Vinieron sin regalos de Año Nuevo y se marcharon llevándose casi toda la comida del frigorífico.

Llegaron a Nochevieja sin un solo detalle, y se marcharon llevándose casi toda la comida del frigorífico.

Cuando abrí el frigorífico después de que se fueran los invitados, me quedé de piedra. Cuatro tuppers de ensaladilla rusa, la bandeja de embutidos y pescado, la tarta hasta una botella de zumo sin abrir todo había desaparecido. Me quedé mirando los estantes vacíos como si no pudiera creérmelo.

Sí, ella me había preguntado si podía llevarse algo de comida, pero en ningún momento imaginé que eso equivaldría a prácticamente todo lo que preparé para la fiesta.

Y lo gracioso fue que fui yo quien insistí en celebrar Nochevieja con amigos, en vez de con la familia de mi marido. Con los amigos será más tranquilo y divertido, le aseguré. Pues bueno, la realidad fue otra historia.

¿Ya se marcharon? me preguntó mi marido, saliendo del cuarto de los niños, donde acababa de dormir a nuestra hija. La pobre, con seis años, terminó agotada con tanto jaleo.

Sí. Y se llevaron casi toda la comida le respondí, apoyada en la encimera.

Me miró sin entender nada.

¿Pero cómo es posible?

Mira tú mismo. Las ensaladillas, el pollo en gelatina, el compot todo.

Abrió el frigorífico y se quedó boquiabierto.

¿Pero les preguntaste?

Ella me dijo que si podía llevarse un poquito. Yo pensado en una fiambrera para sus niños, y resulta que vació el frigorífico.

Nos conocíamos desde hacía más de diez años. Vivíamos en el mismo bloque. Vidas parecidas, muchas charlas. Al principio todo era normal.

Pero luego empezaron los préstamos, las cosas que no devolvían, siempre quejándose de dinero. Nosotros no decíamos nada. Les perdonábamos, les justificábamos.

El año pasado les presté algo de dinero hasta el mes siguiente. Nunca lo devolvieron. Después mi marido les arregló el coche sin que se dignaran a dar las gracias.

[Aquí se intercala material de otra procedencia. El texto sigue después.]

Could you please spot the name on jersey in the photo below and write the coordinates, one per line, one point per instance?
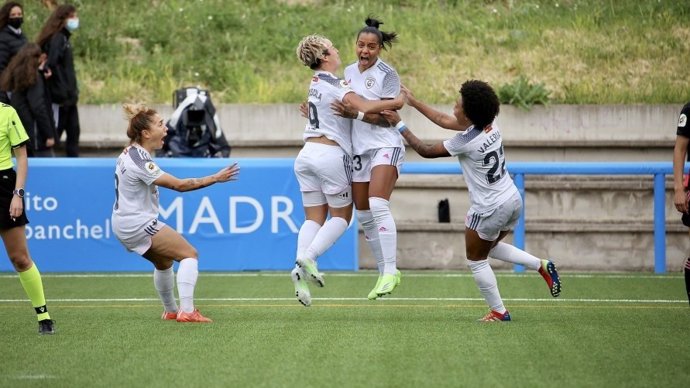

Y aun así mantenía la esperanza de que la fiesta nos devolviera esa sensación de cercanía. O quizás me negaba a ver que la amistad, desde hace tiempo, solo funcionaba en una dirección.

Me pasé toda la mañana cocinando ensaladillas, tapas, platos calientes, dulces. Llegaron una hora tarde y con las manos vacías.

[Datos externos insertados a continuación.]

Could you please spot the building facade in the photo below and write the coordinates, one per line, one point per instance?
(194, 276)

¿Y los regalos? preguntó mi niña.

Mañana los traemos contestó ella, sin mirar a la cara.

En la mesa, lo más caro voló primero. Los niños corrían, lo tiraban todo, gritaban. Nadie les frenaba.

A medianoche estábamos todos molidos. La fiesta se había disipado.

Sobre las dos de la madrugada ella se acercó al frigorífico:

¿Puedo coger algo de comida para mañana?

Yo asentí, ocupada fregando. Quince minutos de espaldas a la cocina, limpiando platos.

Cuando se marcharon y cerré la puerta, entendí lo que un poquito significaba.

Lo peor no es que vinieran sin nada le conté a mi marido, ya resignada.

Y que se marchen cargados hasta arriba añadió él.

Nos quedamos callados. La verdad dolía, pero era cristalina esto ya no era amistad.

Al día siguiente ella me llamó. Que si traían los regalos.

No hoy le dije. Tenemos que hablar. Sobre cómo actúan. Sobre lo que pasó.

¿De verdad, todo esto por la comida? se indignó.

No, la comida no. Lamento haber confiado.

Y ahí terminó la llamada. Después, silencio total.

Más tarde me enteré de que tampoco pensaban devolver el dinero. A vosotros no os hace falta.

Y fue entonces cuando, por fin, me sentí liberada.

El frigorífico vacío marcó la frontera. Ahí vi de verdad cómo eran. No por lo que decían, sino por lo que hacían.

A veces hace falta solo un momento para verlo todo claro.

¿A ti no te ha pasado alguna vez, que un detalle minúsculo te abre los ojos sobre alguien que pensabas que era cercano?